Both problems reduce to the same informational requirement. Some party’s sensitive information must be processed against another party’s sensitive information, a narrow agreed-upon output must be emitted, and nothing else must persist. The information enters, a decision comes out, and everything else must vanish.
Humans cannot satisfy this requirement. A human evaluator who sees an algorithm now knows the algorithm; a human matchmaker who learns two parties’ preferences now holds those preferences. Reputational and legal scaffolding can constrain what such a person is likely to do with the information, but the information itself has been placed somewhere it cannot be unplaced. The primitives needed—replication and deletion—are simply unavailable.

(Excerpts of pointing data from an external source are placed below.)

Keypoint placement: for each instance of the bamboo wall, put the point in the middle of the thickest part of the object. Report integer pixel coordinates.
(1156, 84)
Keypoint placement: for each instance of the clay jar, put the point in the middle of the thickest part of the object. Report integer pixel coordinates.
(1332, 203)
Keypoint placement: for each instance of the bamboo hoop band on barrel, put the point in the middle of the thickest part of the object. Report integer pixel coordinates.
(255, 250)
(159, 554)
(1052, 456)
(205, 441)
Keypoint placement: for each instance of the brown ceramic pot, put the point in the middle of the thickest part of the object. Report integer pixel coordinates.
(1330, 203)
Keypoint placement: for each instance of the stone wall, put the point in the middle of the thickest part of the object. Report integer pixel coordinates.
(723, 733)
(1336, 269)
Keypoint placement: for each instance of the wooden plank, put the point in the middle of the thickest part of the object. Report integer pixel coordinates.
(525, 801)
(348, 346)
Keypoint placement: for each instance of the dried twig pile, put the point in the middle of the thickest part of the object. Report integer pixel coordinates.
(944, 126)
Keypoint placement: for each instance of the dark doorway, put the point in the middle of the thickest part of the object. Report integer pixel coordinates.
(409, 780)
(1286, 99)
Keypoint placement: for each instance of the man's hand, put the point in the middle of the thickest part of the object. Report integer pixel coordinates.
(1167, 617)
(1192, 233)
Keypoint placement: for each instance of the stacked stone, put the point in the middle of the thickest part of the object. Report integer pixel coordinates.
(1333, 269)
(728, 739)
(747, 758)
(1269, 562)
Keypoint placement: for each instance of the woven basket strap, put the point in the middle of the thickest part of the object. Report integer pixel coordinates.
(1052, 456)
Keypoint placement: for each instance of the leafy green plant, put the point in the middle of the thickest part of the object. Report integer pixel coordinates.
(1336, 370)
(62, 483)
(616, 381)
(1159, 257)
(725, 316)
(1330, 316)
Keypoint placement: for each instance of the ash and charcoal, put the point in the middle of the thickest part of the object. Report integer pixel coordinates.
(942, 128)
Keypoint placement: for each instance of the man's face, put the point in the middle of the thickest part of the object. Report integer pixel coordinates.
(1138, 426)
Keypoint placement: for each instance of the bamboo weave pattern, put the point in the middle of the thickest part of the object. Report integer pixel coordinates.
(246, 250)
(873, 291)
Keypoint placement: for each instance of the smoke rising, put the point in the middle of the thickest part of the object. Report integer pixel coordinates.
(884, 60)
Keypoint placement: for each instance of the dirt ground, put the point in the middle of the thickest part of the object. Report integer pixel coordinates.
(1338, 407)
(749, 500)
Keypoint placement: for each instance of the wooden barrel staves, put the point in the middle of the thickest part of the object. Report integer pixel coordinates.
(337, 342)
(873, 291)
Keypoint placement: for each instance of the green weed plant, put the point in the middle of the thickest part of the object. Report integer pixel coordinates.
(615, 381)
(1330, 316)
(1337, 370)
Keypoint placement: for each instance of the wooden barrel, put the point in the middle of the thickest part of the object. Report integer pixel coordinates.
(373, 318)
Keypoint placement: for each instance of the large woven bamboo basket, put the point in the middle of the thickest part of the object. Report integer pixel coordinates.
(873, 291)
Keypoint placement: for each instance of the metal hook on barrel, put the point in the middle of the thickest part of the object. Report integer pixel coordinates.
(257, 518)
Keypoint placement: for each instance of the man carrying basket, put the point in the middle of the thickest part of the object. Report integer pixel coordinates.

A digital agent supplies them directly. I instantiate an agent for a specific transaction; its weights, code, and inputs are fully specified, and both parties can verify in advance, by running copies of it on test inputs, that it behaves as claimed. The agent receives the sensitive information from one or both parties, performs the agreed evaluation, and emits the narrow output. The instance is then destroyed along with all information it acquired, leaving no trace in any context that persists past the transaction.
A seller’s algorithm can be shown to an ephemeral agent which runs the buyer’s benchmarks and reports performance; the algorithm itself never reaches the buyer and the agent does not survive the evaluation. Two firms exploring an acquisition can each give an agent their reservation prices; the agent confirms or denies overlap and then ceases to exist, leaving neither side knowing the other’s number. Two people interested in each other can each register that interest with an agent which reveals mutuality only if it exists and otherwise expires having told no one anything.
What is qualitatively new here, relative to human escrow agents, brokers, and matchmakers, is that the trusted-intermediary role is filled by something whose behavior is verifiable in advance and whose state can be reliably erased afterward. Both properties fall out directly from the digital nature of the agent.